Au vu des éléments produits confirmant les désordres dans les lieux donnés à bail, la SAS AUX DELICES DE SANDRINE ET DENIS justifie d’un motif légitime d’établir la preuve des faits allégués et il y a lieu de faire droit à la demande d’expertise.
Il y a lieu en conséquence d’ordonner une expertise, dans les termes précisés au dispositif, sans que la présente décision ne comporte de préjugement quant aux responsabilités et garanties encourues.
L’expertise sera réalisée aux frais avancés de la demanderesse.
sur les autres demandes :
Les dépens seront provisoirement supportés par la demanderesse, qui pourra ultérieurement les inclure le cas échéant dans son préjudice matériel.

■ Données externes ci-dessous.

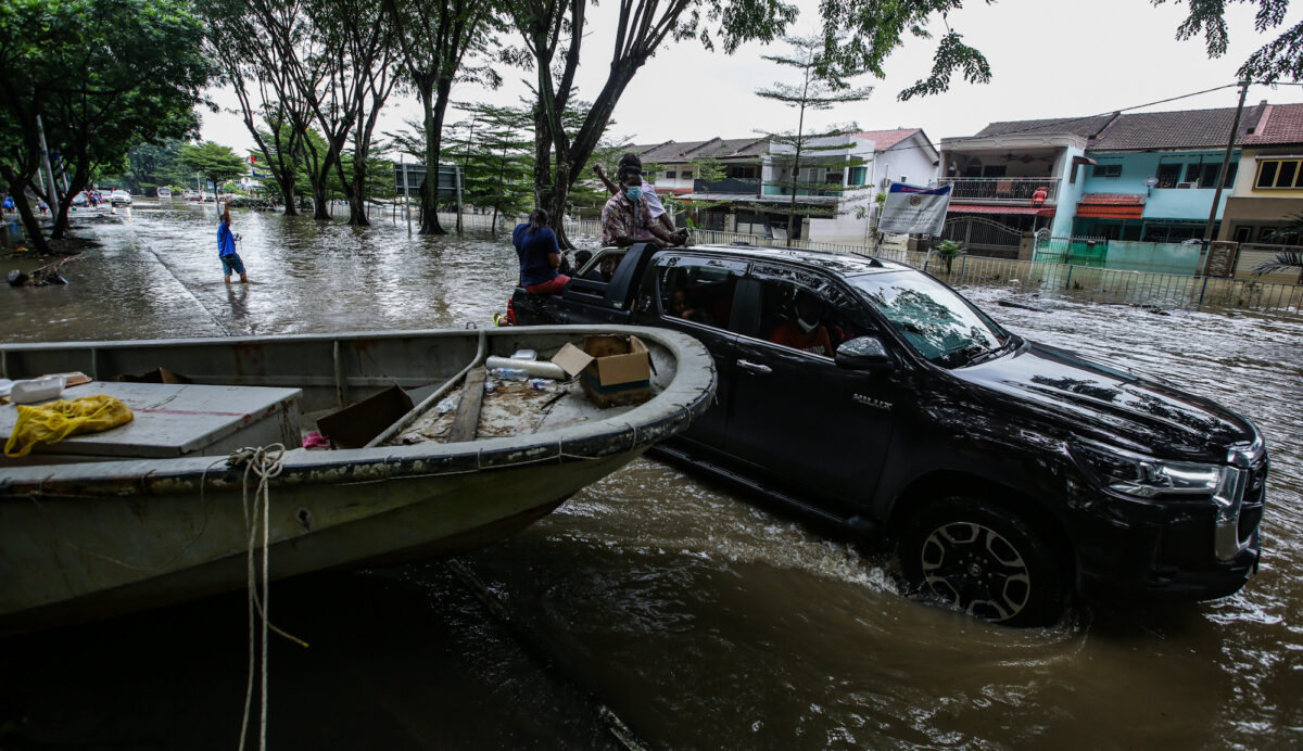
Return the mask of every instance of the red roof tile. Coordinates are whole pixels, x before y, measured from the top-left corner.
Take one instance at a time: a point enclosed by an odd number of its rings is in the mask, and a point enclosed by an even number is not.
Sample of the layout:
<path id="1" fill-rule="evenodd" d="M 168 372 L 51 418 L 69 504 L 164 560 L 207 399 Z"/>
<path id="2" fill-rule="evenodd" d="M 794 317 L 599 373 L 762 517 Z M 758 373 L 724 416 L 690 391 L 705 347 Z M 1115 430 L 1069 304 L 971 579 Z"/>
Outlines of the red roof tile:
<path id="1" fill-rule="evenodd" d="M 1145 197 L 1134 193 L 1087 193 L 1078 206 L 1144 206 Z"/>
<path id="2" fill-rule="evenodd" d="M 1025 213 L 1031 216 L 1054 216 L 1054 210 L 1036 206 L 988 206 L 977 203 L 951 203 L 950 213 Z"/>
<path id="3" fill-rule="evenodd" d="M 876 150 L 886 151 L 906 138 L 909 138 L 915 133 L 923 133 L 923 129 L 903 128 L 896 130 L 861 130 L 860 133 L 852 133 L 851 135 L 855 138 L 866 138 L 873 142 L 873 147 Z"/>
<path id="4" fill-rule="evenodd" d="M 1244 138 L 1246 146 L 1303 143 L 1303 104 L 1270 104 L 1257 128 Z"/>

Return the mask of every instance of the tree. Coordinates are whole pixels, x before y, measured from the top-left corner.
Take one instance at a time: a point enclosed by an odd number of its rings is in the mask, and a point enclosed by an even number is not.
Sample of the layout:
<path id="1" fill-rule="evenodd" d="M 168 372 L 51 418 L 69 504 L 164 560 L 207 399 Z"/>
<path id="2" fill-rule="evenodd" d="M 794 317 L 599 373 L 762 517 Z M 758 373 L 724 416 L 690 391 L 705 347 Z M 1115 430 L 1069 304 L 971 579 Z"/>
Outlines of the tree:
<path id="1" fill-rule="evenodd" d="M 69 198 L 128 148 L 198 129 L 212 66 L 188 0 L 9 0 L 0 10 L 0 176 L 33 243 L 50 253 L 25 190 L 56 207 L 51 238 L 68 228 Z M 66 182 L 35 181 L 42 130 Z"/>
<path id="2" fill-rule="evenodd" d="M 425 163 L 427 176 L 438 176 L 452 85 L 469 82 L 496 89 L 502 83 L 483 57 L 491 46 L 499 46 L 495 33 L 506 23 L 496 0 L 384 0 L 384 8 L 401 49 L 399 60 L 425 111 L 421 128 L 425 143 L 418 159 Z M 470 59 L 478 61 L 470 64 Z M 460 225 L 460 216 L 457 221 Z M 438 191 L 421 190 L 421 234 L 443 233 Z"/>
<path id="3" fill-rule="evenodd" d="M 205 178 L 220 186 L 249 172 L 245 160 L 229 146 L 205 141 L 198 146 L 186 144 L 181 148 L 181 164 L 189 167 Z"/>
<path id="4" fill-rule="evenodd" d="M 1165 0 L 1153 0 L 1154 5 Z M 1179 0 L 1177 0 L 1179 3 Z M 1248 0 L 1257 5 L 1253 29 L 1259 33 L 1280 29 L 1285 23 L 1290 0 Z M 1209 57 L 1226 53 L 1230 31 L 1226 27 L 1226 3 L 1190 0 L 1190 16 L 1177 27 L 1177 39 L 1204 35 Z M 1303 21 L 1286 29 L 1280 36 L 1253 52 L 1239 68 L 1242 79 L 1257 83 L 1299 81 L 1303 78 Z"/>
<path id="5" fill-rule="evenodd" d="M 853 59 L 827 61 L 825 60 L 823 39 L 816 36 L 784 39 L 792 47 L 790 55 L 762 55 L 765 60 L 777 62 L 800 72 L 797 83 L 777 82 L 771 89 L 758 89 L 756 94 L 764 99 L 773 99 L 791 107 L 799 112 L 796 130 L 784 133 L 767 133 L 771 146 L 778 147 L 780 157 L 773 161 L 774 169 L 780 169 L 778 185 L 784 193 L 791 194 L 787 211 L 787 237 L 792 238 L 792 225 L 796 221 L 796 199 L 804 190 L 807 195 L 831 194 L 839 195 L 846 190 L 850 168 L 863 164 L 863 159 L 847 157 L 855 147 L 855 142 L 848 138 L 855 128 L 833 128 L 807 130 L 805 113 L 831 109 L 835 104 L 851 102 L 864 102 L 873 92 L 872 87 L 852 89 L 850 79 L 865 73 L 863 65 L 856 65 Z M 838 40 L 840 44 L 843 40 Z M 843 152 L 831 156 L 831 152 Z M 788 154 L 791 156 L 788 156 Z M 804 157 L 804 159 L 803 159 Z M 813 164 L 814 167 L 810 167 Z M 816 168 L 837 165 L 843 168 L 843 180 L 831 182 L 825 180 L 821 184 L 810 180 L 800 180 L 800 171 L 808 169 L 810 173 Z M 783 178 L 783 176 L 787 176 Z M 805 208 L 801 213 L 830 216 L 830 208 Z"/>
<path id="6" fill-rule="evenodd" d="M 696 39 L 732 52 L 748 40 L 770 42 L 796 18 L 780 0 L 625 0 L 612 35 L 606 82 L 575 129 L 564 122 L 576 98 L 589 0 L 508 0 L 525 52 L 533 59 L 536 202 L 552 216 L 566 203 L 606 131 L 624 89 L 667 40 Z M 558 239 L 571 247 L 558 220 Z"/>
<path id="7" fill-rule="evenodd" d="M 473 112 L 473 139 L 459 155 L 465 174 L 464 200 L 493 208 L 493 234 L 498 215 L 524 215 L 533 207 L 533 116 L 528 109 L 491 104 L 460 104 Z"/>
<path id="8" fill-rule="evenodd" d="M 324 152 L 304 139 L 313 169 L 314 217 L 330 219 L 328 181 L 349 200 L 349 224 L 366 225 L 367 156 L 377 118 L 399 82 L 396 47 L 383 0 L 248 0 L 279 69 L 293 82 Z M 357 159 L 345 173 L 343 154 L 352 142 Z M 291 151 L 292 152 L 292 151 Z"/>
<path id="9" fill-rule="evenodd" d="M 285 215 L 298 213 L 294 199 L 294 154 L 308 129 L 308 103 L 289 69 L 276 53 L 276 29 L 302 29 L 297 3 L 261 5 L 244 0 L 197 0 L 208 25 L 208 55 L 218 61 L 222 79 L 240 102 L 245 128 L 253 135 L 262 167 L 280 190 Z M 279 25 L 263 23 L 266 16 Z M 309 78 L 315 74 L 309 73 Z"/>

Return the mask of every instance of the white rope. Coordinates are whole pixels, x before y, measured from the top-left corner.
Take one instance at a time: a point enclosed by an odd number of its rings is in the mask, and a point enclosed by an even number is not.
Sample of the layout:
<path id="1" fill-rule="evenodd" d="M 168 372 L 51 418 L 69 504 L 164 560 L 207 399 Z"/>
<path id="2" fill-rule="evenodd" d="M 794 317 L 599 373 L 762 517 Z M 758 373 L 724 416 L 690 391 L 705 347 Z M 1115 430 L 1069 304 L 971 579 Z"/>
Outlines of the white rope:
<path id="1" fill-rule="evenodd" d="M 245 737 L 249 731 L 249 711 L 253 708 L 253 682 L 254 673 L 259 672 L 261 664 L 261 690 L 262 713 L 258 729 L 258 748 L 267 750 L 267 595 L 270 591 L 270 575 L 267 570 L 267 547 L 271 541 L 271 495 L 267 480 L 275 478 L 281 470 L 281 458 L 285 456 L 284 444 L 270 444 L 258 448 L 242 448 L 232 452 L 227 457 L 227 466 L 238 467 L 244 465 L 244 488 L 241 489 L 241 505 L 245 513 L 245 528 L 249 531 L 249 554 L 245 571 L 249 584 L 249 683 L 245 687 L 245 712 L 240 722 L 240 751 L 244 751 Z M 249 505 L 249 476 L 258 479 L 253 492 L 253 506 Z M 254 548 L 258 541 L 259 521 L 262 526 L 262 588 L 258 587 L 257 558 Z M 255 613 L 261 618 L 255 617 Z M 262 621 L 261 642 L 258 621 Z M 257 660 L 255 660 L 257 652 Z"/>

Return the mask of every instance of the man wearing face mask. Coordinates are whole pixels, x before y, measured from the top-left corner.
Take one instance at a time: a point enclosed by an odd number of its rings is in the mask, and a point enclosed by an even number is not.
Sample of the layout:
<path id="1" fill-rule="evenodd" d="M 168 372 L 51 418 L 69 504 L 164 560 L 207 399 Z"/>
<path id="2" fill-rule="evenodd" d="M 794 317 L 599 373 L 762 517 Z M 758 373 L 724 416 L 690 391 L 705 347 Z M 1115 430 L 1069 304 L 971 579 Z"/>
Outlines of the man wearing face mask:
<path id="1" fill-rule="evenodd" d="M 827 329 L 820 323 L 820 301 L 813 294 L 803 290 L 796 292 L 796 318 L 783 321 L 769 335 L 769 341 L 833 357 L 833 340 L 827 336 Z"/>
<path id="2" fill-rule="evenodd" d="M 652 212 L 642 198 L 642 172 L 632 165 L 620 168 L 620 191 L 602 207 L 602 245 L 628 247 L 635 242 L 665 242 L 652 234 Z"/>
<path id="3" fill-rule="evenodd" d="M 642 160 L 638 159 L 637 154 L 627 151 L 624 156 L 620 156 L 620 161 L 615 167 L 616 174 L 619 174 L 619 172 L 625 167 L 633 167 L 641 173 Z M 619 195 L 623 190 L 622 186 L 615 185 L 606 177 L 606 173 L 602 172 L 601 164 L 593 165 L 593 172 L 595 172 L 597 177 L 601 178 L 602 185 L 611 191 L 611 195 Z M 661 198 L 655 194 L 655 186 L 648 182 L 646 177 L 642 178 L 642 198 L 646 199 L 648 211 L 652 212 L 652 226 L 648 228 L 652 234 L 659 237 L 665 243 L 683 245 L 687 241 L 687 230 L 674 228 L 674 219 L 671 219 L 670 213 L 665 210 L 665 204 L 661 203 Z"/>

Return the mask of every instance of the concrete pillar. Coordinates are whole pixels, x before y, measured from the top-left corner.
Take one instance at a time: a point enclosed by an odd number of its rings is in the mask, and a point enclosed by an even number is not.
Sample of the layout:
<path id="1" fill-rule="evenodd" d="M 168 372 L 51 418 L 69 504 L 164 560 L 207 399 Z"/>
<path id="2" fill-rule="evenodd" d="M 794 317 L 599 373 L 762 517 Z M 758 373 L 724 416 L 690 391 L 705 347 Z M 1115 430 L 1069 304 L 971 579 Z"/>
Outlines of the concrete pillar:
<path id="1" fill-rule="evenodd" d="M 1022 239 L 1018 241 L 1018 260 L 1032 260 L 1035 250 L 1036 234 L 1024 232 Z"/>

Il n’y a pas lieu de faire application des dispositions de l’article 700 du code de procédure civile.
III – DECISION
Le juge des référés du Tribunal judiciaire de Bordeaux statuant par une ordonnance prononcée publiquement par mise à disposition au greffe, contradictoire et à charge d’appel,
Vu les articles 834 et 835 du code de procédure civile
Vu l’article 145 du code de procédure civile,
Ordonne une mesure d’expertise et désigne pour y procéder procéder Madame [S] [O] épouse [H], Cabinet [S], [Adresse 4];
Dit que l’expert répondra à la mission suivante :
Après avoir convoqué et entendu les parties, assistées, le cas échéant, de leurs conseils, et recueilli leurs observations à l’occasion de l’exécution des opérations ou de la tenue des réunions d’expertise, s’être fait remettre toutes pièces utiles à l’accomplissement de sa mission,
— procéder à l’examen des lieux situés [Adresse 6] à [Localité 7] donnés à bail à la SAS AUX DELICES DE SANDRINE ET DENIS ;
— vérifier si les désordres allégués existent ;
— dans l’affirmative, les décrire et en indiquer la nature et l’importance ;
— procéder à toutes vérifications utiles pour en déterminer les causes afin de permettre aux juges de se prononcer sur les responsabilités encourues
— décrire le cas échéant les travaux nécessaires à une remise en état
— donner son avis sur les travaux propres à y remédier ; en évaluer la durée et le coût ; dire à qui ils incombent ;
— fournir tous éléments utiles pour déterminer les préjudices de toutes natures occasionnés par les désordres ;
— plus généralement, faire toutes observations utiles
DIT que l’expert accomplira sa mission conformément aux dispositions des articles 264 et suivants du code de procédure civile et qu’en particulier, il pourra s’adjoindre, en cas de besoin, un sapiteur de son choix dans une spécialité autre que la sienne ;
DIT que l’expert devra déposer un pré-rapport, le soumettre aux parties à qui il impartira un délai pour présenter leurs dires et qu’il devra répondre aux dires reçus dans le délai imparti;
DIT que l’original du rapport définitif sera déposé au greffe, tandis que l’expert en adressera un exemplaire aux parties et à leur conseil, dans un délai de 6 mois à compter du versement de la consignation, sauf prorogation expresse ;
DIT que l’expert accomplira sa mission conformément aux dispositions des articles 264 et suivants du code de procédure civile et qu’en particulier, il pourra s’adjoindre, en cas de besoin, un sapiteur de son choix dans une spécialité autre que la sienne ;
DÉSIGNE le Juge chargé du contrôle des expertises pour suivre le déroulement de la présente expertise ;
FIXE à la somme de 1 500 euros la provision que la SAS AUX DELICES DE SANDRINE ET DENIS devra consigner par virement sur le compte de la Régie du tribunal judiciaire de Bordeaux (Cf code BIC joint) mentionnant le numéro PORTALIS (figurant en haut à gauche sur la première page de la présente ordonnance) dans le délai de 2 mois, faute de quoi l’expertise pourra être déclarée caduque;
DIT que la SAS AUX DELICES DE SANDRINE ET DENIS conservera provisoirement la charge des dépens, sauf à en intégrer le montant dans son préjudice matériel et le déboute de sa demande au titre de l’article 700 du code de procédure civile.
La présente décision a été signée par Elisabeth FABRY, Première Vice-Présidente, et par Karine PAPPAKOSTAS, Greffière.